At first glance, this deal solved some problems. It prevented an income tax increase on most Americans, extended the farm bill for one year, and fixed a problem with Medicare that would have resulted in many physicians no longer accepting Medicare patients.
Not until later New Years Day, while America was watching bowl games, did the main flaw in the deal become apparent: It failed to deal with out-of-control spending.
The federal government adds about $4 billion in new debt every day, over $1 trillion per year the last four years and has over $16 trillion in total debt. Despite these facts, the deal actually increased spending and delayed cuts that had already been agreed to and signed into law. It added new subsidies for green energy, Hollywood movies, and Puerto Rican Rum.
The deal did include a promise to look at spending cuts at some indefinite point in the future.
Increasing taxes today while putting off spending cuts until later is a tactic Washington has used for decades. Unfortunately, those spending cuts never materialize.
Cutting spending means dealing with the condition of Medicare and Social Security. Medicare will be broke within 15 years if we do not act to save it for this generation and generations to come. Social Security is not in as much immediate danger as Medicare, but its long term outlook is no less bleak. Exploding health care costs and an aging population are straining the design of these programs built for a different era.
The sooner we act to save them, the less painful the changes. The absolute worst thing we can do is stick our heads in the sand and hope the problem will go away. Simple math says that is not the case.
Cutting spending also means stopping the out of control growth of our welfare programs. Reliance on food stamps has doubled in the Obama economy. Welfare spending of all types has grown to over $1 trillion. A great deal of this money is wasted or obtained fraudulently by abusing massive loopholes in the law. All sides should be able to support common sense reforms that ensure aid is going to those who truly need it. However, anger should not be directed at people who use these programs because they genuinely need a helping hand. The culprit is poorly designed programs that encourage dependency coupled with a weak economy.
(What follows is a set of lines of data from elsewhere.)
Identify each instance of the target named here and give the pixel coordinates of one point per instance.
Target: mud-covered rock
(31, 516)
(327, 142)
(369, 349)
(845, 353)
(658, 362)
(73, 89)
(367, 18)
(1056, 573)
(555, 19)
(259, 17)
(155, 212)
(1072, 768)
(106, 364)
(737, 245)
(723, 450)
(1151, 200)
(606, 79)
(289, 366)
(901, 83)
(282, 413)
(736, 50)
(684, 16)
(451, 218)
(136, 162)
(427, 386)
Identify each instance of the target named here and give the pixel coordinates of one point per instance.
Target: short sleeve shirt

A growing economy will help solve a lot of our problems. Stronger growth increases revenue for the government, which strengthens essential programs like Medicare. Furthermore, a strong economy means more people working and fewer people needing to rely on welfare. The best thing that can be said about the fiscal cliff deal is it makes most of the tax cuts put in place back in 2001 and 2003 permanent. However, it is misleading to say that this bill protected the middle class from a tax increase. If you have a job, your next paycheck will be smaller than your last because the fiscal cliff deal included allowing payroll taxes to go back up to 6.2%.
An increase in the payroll tax is both regressive and a drag on economic growth. Comprehensive tax reform making the tax code simpler, fairer, and encouraging to economic growth is still needed.
This vote was a tough choice, and we will have many more in the future. As we face these choices, the American people deserve solutions to our problems, not deals that avoid them.